La veille, des deux côtés du front, des tirs d’artillerie avaient déjà visé des villes, en particulier Stepanakert et sa voisine Choucha, et en Azerbaïdjan : Gandja, deuxième ville du pays à 60 km de la ligne de contact, ou encore Beylagan.
Et selon Bakou, les frappes sur les zones urbaines azerbaïdjanaises ont aussi repris hier.
«Les forces armées arméniennes attaquent les zones densément peuplées à Gandja, Barda, Beylagan et d’autres villes d’Azerbaïdjan avec des missiles et des roquettes. Barbarie et vandalisme», a dénoncé le conseiller présidentiel azerbaïdjanais, Hikmet Hajiyev sur Twitter.
Au Karabakh comme en Azerbaïdjan, les journalistes de l’AFP ont vu des maisons ou immeubles d’habitants touchés par les tirs.
Selon des bilans officiels, les bombardements dimanche ont fait quatre morts parmi les habitants de la République auto-proclamée, et cinq en Azerbaïdjan. Ainsi que de nombreux blessés.
Comme à leur habitude depuis la reprise du conflit le 27 septembre, les belligérants s’accusent de délibérément viser des civils, diffusant des images d’habitations détruites ou de missiles non explosés plantés dans des façades.
Dimanche soir, face à la violence des bombardements touchant les zones habitées, la Russie s’est inquiétée de ce tournant.
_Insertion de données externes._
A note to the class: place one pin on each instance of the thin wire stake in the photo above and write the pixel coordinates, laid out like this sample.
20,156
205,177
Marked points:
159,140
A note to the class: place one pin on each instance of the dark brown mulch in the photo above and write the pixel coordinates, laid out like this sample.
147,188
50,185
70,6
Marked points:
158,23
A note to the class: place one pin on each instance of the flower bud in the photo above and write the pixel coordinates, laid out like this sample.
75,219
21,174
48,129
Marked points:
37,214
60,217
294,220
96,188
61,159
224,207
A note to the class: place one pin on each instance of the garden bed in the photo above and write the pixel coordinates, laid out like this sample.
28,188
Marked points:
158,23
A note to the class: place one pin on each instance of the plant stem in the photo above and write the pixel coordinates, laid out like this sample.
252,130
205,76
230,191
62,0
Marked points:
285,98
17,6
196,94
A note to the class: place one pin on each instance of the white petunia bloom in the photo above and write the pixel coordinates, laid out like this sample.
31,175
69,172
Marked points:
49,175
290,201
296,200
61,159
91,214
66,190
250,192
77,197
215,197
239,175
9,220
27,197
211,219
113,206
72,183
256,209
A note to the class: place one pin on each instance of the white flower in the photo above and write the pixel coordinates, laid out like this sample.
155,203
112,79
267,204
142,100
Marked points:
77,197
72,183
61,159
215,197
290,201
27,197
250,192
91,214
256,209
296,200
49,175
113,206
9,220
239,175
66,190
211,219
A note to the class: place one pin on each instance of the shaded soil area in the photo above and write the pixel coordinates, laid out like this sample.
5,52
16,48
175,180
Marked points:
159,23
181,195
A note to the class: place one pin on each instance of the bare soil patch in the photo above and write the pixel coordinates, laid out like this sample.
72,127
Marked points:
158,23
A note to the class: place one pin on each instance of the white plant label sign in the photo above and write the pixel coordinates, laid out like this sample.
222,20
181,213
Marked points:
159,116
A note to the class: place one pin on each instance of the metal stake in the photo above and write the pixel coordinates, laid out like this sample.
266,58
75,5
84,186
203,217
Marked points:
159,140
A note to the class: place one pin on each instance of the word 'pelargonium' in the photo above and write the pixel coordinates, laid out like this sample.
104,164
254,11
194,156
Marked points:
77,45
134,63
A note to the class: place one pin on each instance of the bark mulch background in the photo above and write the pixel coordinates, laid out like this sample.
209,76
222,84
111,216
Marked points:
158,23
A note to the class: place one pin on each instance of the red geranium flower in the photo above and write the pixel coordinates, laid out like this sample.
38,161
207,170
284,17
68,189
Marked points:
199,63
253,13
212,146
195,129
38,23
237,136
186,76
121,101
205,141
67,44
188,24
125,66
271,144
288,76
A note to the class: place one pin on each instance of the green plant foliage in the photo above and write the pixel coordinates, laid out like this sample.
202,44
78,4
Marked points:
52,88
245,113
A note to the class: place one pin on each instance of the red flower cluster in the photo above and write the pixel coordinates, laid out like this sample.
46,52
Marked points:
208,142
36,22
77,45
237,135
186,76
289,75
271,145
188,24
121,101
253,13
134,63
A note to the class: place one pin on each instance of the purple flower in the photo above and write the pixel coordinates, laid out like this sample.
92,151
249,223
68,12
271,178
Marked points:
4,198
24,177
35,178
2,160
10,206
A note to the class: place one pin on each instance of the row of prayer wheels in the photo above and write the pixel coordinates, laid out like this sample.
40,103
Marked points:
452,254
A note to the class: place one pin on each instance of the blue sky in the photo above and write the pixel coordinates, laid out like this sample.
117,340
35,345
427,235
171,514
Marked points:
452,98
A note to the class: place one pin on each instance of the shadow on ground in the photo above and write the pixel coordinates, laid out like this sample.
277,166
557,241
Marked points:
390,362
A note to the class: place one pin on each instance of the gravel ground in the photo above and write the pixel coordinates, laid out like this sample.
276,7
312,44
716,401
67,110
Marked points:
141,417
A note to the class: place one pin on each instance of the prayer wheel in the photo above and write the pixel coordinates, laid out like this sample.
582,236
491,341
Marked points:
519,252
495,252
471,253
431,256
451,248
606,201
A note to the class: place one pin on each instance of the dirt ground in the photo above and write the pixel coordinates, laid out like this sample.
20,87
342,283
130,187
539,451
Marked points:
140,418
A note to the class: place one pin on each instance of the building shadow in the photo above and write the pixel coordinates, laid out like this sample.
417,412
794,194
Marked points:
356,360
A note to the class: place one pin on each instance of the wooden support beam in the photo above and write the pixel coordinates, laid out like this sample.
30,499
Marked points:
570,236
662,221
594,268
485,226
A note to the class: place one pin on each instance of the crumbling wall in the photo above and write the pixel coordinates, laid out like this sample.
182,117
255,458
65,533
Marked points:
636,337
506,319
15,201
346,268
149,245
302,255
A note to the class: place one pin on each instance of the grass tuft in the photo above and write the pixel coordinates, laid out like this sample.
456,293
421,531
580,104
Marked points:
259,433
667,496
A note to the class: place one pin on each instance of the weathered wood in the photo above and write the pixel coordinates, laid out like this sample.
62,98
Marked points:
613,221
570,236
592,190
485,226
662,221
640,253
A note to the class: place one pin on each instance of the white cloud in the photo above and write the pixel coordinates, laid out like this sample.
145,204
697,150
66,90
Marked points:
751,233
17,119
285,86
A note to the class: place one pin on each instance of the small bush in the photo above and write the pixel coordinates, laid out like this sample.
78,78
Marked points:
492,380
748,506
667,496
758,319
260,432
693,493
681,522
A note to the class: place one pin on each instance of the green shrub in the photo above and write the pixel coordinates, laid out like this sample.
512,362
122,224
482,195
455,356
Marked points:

Le ministre des Affaires étrangères, Sergueï Lavrov, a exprimé sa préoccupation auprès de son homologue arménien, face à «la hausse du nombre de victimes au sein de la population civile».
Il a réitéré l’appel de la Russie, principale puissance régionale, à «un cessez-le-feu au plus vite». Le Comité international de la Croix-Rouge a lui aussi condamné «les bombardements aveugles». Des centaines de maisons et d’infrastructures clés, comme des hôpitaux et des écoles, ont été détruites ou endommagées, selon le CICR.
Les séparatistes, soutenus politiquement et militairement par l’Arménie, et les Azerbaïdjanais n’ont donné, au neuvième jour de combats, aucun signe de vouloir entendre les appels à la trêve de l’essentiel de la communauté internationale.